Spend a late Sunday afternoon seated near the window in the Woodstock Café in Phibsborough and observe the steady turnover of clientele:  the young, the old, the mammies with kids, even the occasional stray hipster type (the kind who sport woolly hats not because they're warm, but because they're cool). It feels like a distinctly locals joint and you suspect that most of the customers live within walking distance - except, perhaps, on match days, when the population is swelled by the Croker-bound GAA contingent.

It is (and unapologetically so) the kind of place where you can go for a straight up, generously piled, meat-spuds-and-two-veg bit o' dinner - or, during breakfast hours, make that a properly full Irish fry-up - served by friendly and accommodating staff. Away from the carvery offerings, things get a little more diverse and interesting: a quiche with potato and feta which, though genetically predisposed to a certain heaviness, here is marvellously light, while amongst the regulation coleslaw and mixed leaves at the salad bar, you might, for example, find a less-than-usual mix of curried chickpeas and blue cheese. The sandwiches, from cajun chicken to BLT, and whether appearing panini-style or as wraps, come with a reassuringly old school handful of crisps on the side.

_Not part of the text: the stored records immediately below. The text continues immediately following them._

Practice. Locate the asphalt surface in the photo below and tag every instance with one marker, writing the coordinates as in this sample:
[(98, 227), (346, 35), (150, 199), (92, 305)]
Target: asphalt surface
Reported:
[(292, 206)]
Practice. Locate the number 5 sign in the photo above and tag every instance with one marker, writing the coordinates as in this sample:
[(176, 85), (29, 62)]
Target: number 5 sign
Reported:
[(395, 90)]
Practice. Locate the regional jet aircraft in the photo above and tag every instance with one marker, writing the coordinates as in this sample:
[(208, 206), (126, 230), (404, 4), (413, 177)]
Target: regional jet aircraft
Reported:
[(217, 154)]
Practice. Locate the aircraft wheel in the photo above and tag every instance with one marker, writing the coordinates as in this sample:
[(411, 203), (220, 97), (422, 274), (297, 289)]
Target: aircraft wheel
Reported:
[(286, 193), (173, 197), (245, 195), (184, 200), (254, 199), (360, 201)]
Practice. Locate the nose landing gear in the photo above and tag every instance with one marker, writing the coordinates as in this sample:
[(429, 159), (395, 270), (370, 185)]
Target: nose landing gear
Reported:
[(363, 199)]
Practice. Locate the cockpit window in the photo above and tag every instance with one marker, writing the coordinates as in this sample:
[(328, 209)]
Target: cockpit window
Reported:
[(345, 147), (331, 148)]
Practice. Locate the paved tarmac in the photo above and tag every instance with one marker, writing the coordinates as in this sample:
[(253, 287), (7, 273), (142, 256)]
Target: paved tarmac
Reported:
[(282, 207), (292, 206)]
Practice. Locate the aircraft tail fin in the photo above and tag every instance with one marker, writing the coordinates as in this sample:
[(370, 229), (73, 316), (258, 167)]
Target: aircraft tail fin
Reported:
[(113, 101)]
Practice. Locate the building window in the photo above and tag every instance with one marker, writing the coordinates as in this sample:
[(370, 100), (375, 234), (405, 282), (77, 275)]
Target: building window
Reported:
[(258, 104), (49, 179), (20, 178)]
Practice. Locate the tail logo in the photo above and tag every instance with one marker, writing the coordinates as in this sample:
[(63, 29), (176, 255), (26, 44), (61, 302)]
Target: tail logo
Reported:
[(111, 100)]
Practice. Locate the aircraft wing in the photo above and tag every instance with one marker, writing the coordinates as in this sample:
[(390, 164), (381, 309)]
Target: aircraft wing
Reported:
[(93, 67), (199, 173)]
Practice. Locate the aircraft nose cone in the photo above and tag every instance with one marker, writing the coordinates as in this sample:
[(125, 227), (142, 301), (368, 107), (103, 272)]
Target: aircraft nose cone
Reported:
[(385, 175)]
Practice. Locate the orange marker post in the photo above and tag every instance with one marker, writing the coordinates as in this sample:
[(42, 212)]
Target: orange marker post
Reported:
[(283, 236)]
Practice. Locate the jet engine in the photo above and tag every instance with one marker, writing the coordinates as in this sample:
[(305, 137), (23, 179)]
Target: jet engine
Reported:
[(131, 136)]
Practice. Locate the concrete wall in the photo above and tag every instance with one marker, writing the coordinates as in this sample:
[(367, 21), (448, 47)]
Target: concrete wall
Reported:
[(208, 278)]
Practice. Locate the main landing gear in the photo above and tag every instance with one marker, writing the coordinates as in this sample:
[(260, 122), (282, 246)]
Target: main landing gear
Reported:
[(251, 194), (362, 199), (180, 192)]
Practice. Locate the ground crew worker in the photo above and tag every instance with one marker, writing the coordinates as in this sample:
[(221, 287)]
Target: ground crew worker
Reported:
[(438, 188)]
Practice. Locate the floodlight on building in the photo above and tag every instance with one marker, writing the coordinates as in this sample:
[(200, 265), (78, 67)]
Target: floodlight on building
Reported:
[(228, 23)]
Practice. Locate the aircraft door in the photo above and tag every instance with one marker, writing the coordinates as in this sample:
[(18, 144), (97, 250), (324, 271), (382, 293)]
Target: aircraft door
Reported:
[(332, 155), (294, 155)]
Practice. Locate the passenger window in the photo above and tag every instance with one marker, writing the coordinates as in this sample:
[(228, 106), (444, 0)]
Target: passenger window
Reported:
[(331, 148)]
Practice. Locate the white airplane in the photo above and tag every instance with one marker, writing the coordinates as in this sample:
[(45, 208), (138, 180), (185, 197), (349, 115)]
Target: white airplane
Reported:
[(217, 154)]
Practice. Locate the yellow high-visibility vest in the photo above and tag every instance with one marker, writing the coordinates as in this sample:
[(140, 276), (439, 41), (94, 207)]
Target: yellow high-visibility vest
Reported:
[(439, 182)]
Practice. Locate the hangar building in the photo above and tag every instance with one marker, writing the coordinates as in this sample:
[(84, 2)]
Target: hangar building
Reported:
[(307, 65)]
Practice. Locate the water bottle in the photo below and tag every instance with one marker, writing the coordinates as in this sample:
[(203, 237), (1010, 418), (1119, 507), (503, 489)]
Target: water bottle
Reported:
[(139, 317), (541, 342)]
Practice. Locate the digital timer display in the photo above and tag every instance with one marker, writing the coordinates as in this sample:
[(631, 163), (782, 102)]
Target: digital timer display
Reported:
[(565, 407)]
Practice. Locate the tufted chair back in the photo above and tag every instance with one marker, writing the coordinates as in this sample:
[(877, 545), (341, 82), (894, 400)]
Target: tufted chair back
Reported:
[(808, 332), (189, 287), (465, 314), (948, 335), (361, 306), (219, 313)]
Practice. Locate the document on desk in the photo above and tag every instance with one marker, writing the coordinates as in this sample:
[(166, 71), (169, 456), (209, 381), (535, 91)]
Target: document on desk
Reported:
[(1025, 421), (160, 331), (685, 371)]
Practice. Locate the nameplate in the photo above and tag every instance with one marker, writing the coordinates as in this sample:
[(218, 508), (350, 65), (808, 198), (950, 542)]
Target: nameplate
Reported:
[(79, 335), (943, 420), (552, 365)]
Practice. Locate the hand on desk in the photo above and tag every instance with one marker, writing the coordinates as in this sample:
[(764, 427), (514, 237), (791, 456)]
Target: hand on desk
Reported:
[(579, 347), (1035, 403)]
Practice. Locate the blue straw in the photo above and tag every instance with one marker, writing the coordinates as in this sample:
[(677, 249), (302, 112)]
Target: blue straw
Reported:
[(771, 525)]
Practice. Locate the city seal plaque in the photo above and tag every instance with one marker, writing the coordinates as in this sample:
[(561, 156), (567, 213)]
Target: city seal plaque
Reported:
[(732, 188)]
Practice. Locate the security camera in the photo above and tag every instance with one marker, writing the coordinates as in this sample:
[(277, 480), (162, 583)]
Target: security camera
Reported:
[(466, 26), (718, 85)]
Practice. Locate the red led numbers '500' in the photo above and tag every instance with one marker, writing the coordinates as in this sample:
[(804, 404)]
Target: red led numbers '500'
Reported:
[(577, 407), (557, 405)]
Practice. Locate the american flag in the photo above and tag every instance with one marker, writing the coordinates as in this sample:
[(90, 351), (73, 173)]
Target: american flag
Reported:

Homemade desserts - whether rich chocolate mousse, pear and almond tart, bread and butter pudding or Victoria sponge with a better-than-jam raspberry curd filling - do what they say on the proverbial tin.

If, meanwhile, it's a tipple that you're after, they have just a couple of whites and a couple of reds on offer, but they include - and I can vouch for - the entirely quaffable Ventoux blanc from Irish-run Domaine Des Anges in the South of France. Their every-day €45 deal for two mains, two desserts and a bottle of wine is nothing if not exceedingly good value.

Unlike its namesake rock festival of legend, then, this Woodstock is neither breaking new ground nor pushing any boundaries. Its proprietors, on the other hand - Michelle and Liam Moloughney (of Moloughney’s in Clontarf) and Michelle’s sister Angela Ruttledge - are in tune with their audience, giving them what they are happy to have, and to return for, on a regular basis, and that, surely, is music to any local's ears.